Ya también se perciben, como en el resto de las actividades copadas por lo políticamente correcto, absurdos episodios de doble moral. Lo vimos hace un par de años cuando el ex pelotero Manny Mota dijo que los jugadores latinos juegan mejor que los angloamericanos pues "la pigmentación de su piel les permite resistir mejor los rayos solares", Nada pasó, por supuesto, y ni la prensa se escandalizó pese a ser un comentario abiertamente racista. ¿Pero qué habría sucedido si el
comentario lo hubiera hecho un pelotero blanco? Desde hace rato lo habrían expulsado de las Ligas Mayores.
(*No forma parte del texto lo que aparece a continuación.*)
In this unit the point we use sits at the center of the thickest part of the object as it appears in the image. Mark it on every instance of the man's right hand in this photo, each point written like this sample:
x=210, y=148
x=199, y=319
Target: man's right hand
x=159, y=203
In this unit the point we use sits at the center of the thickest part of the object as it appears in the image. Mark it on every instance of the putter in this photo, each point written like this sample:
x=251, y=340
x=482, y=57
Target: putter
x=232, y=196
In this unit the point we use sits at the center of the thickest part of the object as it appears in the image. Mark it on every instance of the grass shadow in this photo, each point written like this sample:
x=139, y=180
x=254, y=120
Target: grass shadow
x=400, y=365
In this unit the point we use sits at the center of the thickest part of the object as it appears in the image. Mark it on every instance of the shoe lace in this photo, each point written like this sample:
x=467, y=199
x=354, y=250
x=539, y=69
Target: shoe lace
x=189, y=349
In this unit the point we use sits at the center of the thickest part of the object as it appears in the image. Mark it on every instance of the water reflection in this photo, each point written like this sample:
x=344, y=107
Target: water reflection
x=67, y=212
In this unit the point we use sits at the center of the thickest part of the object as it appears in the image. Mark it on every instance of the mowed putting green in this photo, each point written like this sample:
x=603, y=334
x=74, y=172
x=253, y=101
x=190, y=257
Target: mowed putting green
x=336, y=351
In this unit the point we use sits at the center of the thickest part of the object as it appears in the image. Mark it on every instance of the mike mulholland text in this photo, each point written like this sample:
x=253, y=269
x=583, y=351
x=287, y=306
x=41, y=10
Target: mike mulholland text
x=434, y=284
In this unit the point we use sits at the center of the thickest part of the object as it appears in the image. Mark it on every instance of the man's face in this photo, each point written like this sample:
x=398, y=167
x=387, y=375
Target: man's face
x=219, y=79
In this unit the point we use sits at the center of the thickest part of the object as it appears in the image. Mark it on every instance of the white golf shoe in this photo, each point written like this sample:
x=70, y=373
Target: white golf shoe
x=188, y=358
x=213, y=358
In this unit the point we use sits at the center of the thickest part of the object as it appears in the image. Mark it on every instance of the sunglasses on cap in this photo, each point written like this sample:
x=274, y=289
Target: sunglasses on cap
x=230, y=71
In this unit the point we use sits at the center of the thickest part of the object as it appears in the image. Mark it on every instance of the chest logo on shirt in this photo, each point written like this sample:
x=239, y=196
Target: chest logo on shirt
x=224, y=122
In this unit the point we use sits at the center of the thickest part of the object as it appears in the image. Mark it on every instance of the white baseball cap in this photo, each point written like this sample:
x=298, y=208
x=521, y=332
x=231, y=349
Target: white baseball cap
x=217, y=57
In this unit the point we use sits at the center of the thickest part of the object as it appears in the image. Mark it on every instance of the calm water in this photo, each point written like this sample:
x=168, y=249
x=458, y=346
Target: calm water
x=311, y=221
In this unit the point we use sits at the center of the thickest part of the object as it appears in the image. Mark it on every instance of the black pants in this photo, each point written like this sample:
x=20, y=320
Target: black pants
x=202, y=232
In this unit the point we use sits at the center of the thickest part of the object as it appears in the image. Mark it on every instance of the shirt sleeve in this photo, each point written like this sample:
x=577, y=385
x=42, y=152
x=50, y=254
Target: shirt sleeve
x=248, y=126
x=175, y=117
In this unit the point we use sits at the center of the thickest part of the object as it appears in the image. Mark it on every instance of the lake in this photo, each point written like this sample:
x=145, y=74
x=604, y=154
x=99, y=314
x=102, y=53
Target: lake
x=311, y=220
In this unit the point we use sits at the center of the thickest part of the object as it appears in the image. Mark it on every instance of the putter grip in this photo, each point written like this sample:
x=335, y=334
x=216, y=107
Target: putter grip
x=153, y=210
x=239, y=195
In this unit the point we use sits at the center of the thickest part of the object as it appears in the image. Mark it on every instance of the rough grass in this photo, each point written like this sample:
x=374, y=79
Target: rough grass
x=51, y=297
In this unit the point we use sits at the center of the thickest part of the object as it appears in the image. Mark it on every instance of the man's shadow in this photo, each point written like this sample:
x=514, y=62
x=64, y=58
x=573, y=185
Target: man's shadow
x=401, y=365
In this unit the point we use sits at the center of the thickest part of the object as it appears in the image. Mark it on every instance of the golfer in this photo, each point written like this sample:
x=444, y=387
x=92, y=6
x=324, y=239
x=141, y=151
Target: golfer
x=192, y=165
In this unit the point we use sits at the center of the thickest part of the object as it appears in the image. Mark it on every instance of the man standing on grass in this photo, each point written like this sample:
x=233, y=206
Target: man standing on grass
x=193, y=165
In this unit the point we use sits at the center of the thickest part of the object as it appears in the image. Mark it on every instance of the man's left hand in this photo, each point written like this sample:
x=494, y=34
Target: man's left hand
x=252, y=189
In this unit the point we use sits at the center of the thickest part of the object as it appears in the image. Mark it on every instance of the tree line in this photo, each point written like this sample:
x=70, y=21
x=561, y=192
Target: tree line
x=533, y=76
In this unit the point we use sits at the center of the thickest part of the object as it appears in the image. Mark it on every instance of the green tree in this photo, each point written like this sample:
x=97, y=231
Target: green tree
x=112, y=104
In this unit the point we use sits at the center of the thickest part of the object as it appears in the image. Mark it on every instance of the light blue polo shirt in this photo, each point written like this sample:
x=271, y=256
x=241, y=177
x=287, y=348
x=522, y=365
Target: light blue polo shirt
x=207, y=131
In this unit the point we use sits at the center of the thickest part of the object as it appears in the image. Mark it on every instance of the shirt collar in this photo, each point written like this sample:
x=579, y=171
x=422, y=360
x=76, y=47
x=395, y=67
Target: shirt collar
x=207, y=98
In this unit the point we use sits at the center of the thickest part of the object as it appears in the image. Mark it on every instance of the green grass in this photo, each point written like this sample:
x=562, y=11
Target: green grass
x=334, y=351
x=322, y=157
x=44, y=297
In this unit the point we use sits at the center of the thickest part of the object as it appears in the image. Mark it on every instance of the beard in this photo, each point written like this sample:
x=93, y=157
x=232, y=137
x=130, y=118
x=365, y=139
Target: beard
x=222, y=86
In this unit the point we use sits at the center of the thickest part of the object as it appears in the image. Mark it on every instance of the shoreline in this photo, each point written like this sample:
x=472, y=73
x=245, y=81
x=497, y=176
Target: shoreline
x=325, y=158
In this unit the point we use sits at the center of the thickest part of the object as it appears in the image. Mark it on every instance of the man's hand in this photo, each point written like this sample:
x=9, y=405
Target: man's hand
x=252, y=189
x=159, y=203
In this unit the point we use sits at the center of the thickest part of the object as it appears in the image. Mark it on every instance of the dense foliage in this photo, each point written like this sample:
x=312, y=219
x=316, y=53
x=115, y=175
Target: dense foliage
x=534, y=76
Los activistas políticamente correctos tienen otras peticiones igualmente ridículas. La más reciente es la exigencia para que el equipo Redskins de Washington cambie su nombre. Sin embargo quedan chicas con otras barbaridades entre ellas el suprimir a las porristas de la NFL por considerarlo un "acto denigrante y sexista" (!) y, faltaba más, dejar fuera les plegarias religiosas para darse ánimos en la cancha.
Hace años se bromeaba porque se consideraría "políticamente incorrectos" a cuentos como Pinocho (¡atenta contra la ecología!) o Tom Sawyer ("promueve el racismo!) o Blanca Nieves (¡fomenta los estereotipos!). Actualmente muchas de estas historias están prohibidas en varios planteles norteamericanos.
¿Pasará lo mismo con los deportes? Sería lastimoso y humillante para quienes amamos esa actividad humana. Buena hora sería para que a estos activistas se les saque la tarjeta roja.